AI 程式代理
Autolith 0.38、プロバイダーとSkillsプロトコルを独立ライブラリに分離、エージェント本体は引き続きリアルタイムで自己書き換え可能
Common Lisp製プログラミングエージェントのAutolithは、2日間で0.36から0.38までを相次いでリリースし、標準Agent Skills、NousおよびMistralバックエンド、クロスプラットフォーム配布パッケージを追加した。復旧・リプレイ可能な自己変更設計により検査可能性は高まるが、生成されたプログラムは依然としてユーザー権限で実行されるため、安全なサンドボックスとは見なせない。

Lambda Symbolicsは8月23日、ターミナルに常駐しCommon Lispで実装されたプログラミングエージェントAutolithのバージョン0.38.0をリリースし、Nous ResearchのサブスクリプションとMistral APIへの対応を追加した。Nous統合では、RFC 8628のデバイス認可、プロセスをまたいでローテーション可能なrefresh token、認証後のモデル探索を採用し、モデルに応じてChat Completions形式またはAnthropic Messages形式を自動選択する。Mistralバックエンドは、アカウントでチャットに利用できるモデルを照会し、同社仕様の`max_tokens`フィールドを使用する。
エンジニアリングチームにとってさらに注目すべき点は、内部境界の見直しだ。プロバイダーのデータ型とプロトコルは`cl-llm-provider-api`へ移され、Skillsの検出、解析、キャッシュ、レンダリングは`cl-skills`として切り出された。前バージョンの0.37では、標準の`SKILL.md`がすでに導入されている。YAML frontmatterを検証し、Markdownの指示本文を保持したうえで、コンテンツハッシュで識別される永続キャッシュへ変換し、ソースと生成コンテンツの完全性も検査する。これにより、SkillsはAutolith内部だけの形式ではなくなり、新たなモデルプロバイダーを追加する際にエージェントのコアへ手を加える範囲も縮小される。

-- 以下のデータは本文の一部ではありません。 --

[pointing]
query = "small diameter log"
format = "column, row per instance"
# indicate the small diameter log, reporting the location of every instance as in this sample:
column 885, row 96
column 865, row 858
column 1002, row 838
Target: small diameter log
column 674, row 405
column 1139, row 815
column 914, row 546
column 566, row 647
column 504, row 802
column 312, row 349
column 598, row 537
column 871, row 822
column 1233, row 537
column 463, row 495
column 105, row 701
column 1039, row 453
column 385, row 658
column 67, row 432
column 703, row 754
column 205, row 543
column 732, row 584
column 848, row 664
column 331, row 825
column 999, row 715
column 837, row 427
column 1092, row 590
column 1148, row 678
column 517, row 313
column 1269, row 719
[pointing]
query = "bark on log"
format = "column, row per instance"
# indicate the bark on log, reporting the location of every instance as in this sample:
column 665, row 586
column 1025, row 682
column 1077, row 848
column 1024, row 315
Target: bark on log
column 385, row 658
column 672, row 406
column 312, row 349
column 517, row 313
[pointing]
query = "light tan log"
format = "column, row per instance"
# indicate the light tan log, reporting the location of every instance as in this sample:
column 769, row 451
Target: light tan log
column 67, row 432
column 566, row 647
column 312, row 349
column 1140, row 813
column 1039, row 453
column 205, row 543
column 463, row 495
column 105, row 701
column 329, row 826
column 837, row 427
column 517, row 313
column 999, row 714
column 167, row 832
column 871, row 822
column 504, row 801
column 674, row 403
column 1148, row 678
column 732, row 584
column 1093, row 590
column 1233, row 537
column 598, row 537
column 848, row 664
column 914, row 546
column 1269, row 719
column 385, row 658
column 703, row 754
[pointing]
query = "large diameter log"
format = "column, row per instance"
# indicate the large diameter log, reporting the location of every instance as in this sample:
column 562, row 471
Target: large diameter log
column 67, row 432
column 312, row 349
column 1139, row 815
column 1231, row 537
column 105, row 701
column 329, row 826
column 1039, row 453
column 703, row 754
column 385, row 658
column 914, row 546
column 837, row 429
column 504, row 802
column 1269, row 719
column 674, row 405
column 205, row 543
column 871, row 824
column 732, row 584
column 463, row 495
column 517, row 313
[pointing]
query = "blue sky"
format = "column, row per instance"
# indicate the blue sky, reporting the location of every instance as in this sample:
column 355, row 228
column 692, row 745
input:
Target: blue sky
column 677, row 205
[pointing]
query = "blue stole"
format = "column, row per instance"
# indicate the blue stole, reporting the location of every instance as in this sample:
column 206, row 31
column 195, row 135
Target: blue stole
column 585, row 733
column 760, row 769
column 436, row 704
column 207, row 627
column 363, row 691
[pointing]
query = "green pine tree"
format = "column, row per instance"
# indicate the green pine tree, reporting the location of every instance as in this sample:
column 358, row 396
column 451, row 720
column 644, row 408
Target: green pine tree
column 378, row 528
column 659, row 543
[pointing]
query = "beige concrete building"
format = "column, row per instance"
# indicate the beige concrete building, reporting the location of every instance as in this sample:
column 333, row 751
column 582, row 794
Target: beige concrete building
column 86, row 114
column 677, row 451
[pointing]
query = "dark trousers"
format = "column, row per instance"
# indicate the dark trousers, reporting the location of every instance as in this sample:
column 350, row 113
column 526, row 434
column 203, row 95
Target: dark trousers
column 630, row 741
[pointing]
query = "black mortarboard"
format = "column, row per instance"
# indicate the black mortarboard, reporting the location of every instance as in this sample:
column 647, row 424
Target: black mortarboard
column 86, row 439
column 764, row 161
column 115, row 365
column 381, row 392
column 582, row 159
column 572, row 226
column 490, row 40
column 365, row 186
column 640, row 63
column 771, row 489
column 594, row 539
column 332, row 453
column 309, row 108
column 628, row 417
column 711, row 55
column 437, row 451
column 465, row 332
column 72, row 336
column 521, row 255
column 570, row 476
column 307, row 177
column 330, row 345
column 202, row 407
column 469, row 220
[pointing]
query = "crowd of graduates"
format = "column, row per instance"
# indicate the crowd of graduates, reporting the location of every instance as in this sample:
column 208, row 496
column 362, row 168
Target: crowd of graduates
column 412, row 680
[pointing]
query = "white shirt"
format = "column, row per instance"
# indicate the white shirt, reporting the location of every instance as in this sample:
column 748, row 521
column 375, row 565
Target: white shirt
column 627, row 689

同じ一連のリリースでは、Linux aarch64/x86-64向けの静的muslパッケージ、macOS Intel版、複数のBSD向けビルドも追加された。0.36系では、再帰的推論のリアルタイム進捗、ストリーミング、大規模コンテンツ処理が改善され、値全体を繰り返しコピーする処理を回避している。`rlm.complete`は、モデルのコンテキストウィンドウを超えるコーパスをコンテンツアドレス指定オブジェクトとして保存し、ルートモデルにはラベル、サイズ、ハッシュだけを渡す。その後、予算制限付きのLisp環境がデータをスライスして検索し、サブ推論を開始する。
Autolithの特徴は、引き続き変更可能なランタイムにある。エージェントは実行中の関数やクラスを再定義し、その変更をappend-only journalへ書き込み、テスト後には完全なreplay scriptを含むプライベートなimage commitとして保存できる。稼働中のイメージがクラッシュした場合は、独立して構築されたクリーンなrecovery imageから、正常動作が確認済みのgenerationへ戻すことが可能だ。公式デモでは、意図的に関数を破壊した後の復旧手順が実際に記録されているが、第三者による信頼性ベンチマークではない。
最大のリスクも明白だ。モデルが生成したプログラムはユーザー権限で実行され、プロセス分離は主に復旧性を確保するもので、悪意あるプログラムを防御するものではない。チームはまず隔離されたアカウントまたは仮想マシンでテストし、バージョンを固定したうえで、Skills、プロバイダーの認可、リプレイ生成物を監査すべきだ。短期間に複数バージョンが連続してリリースされたことからも、インターフェースの安定性はなお見極める必要がある。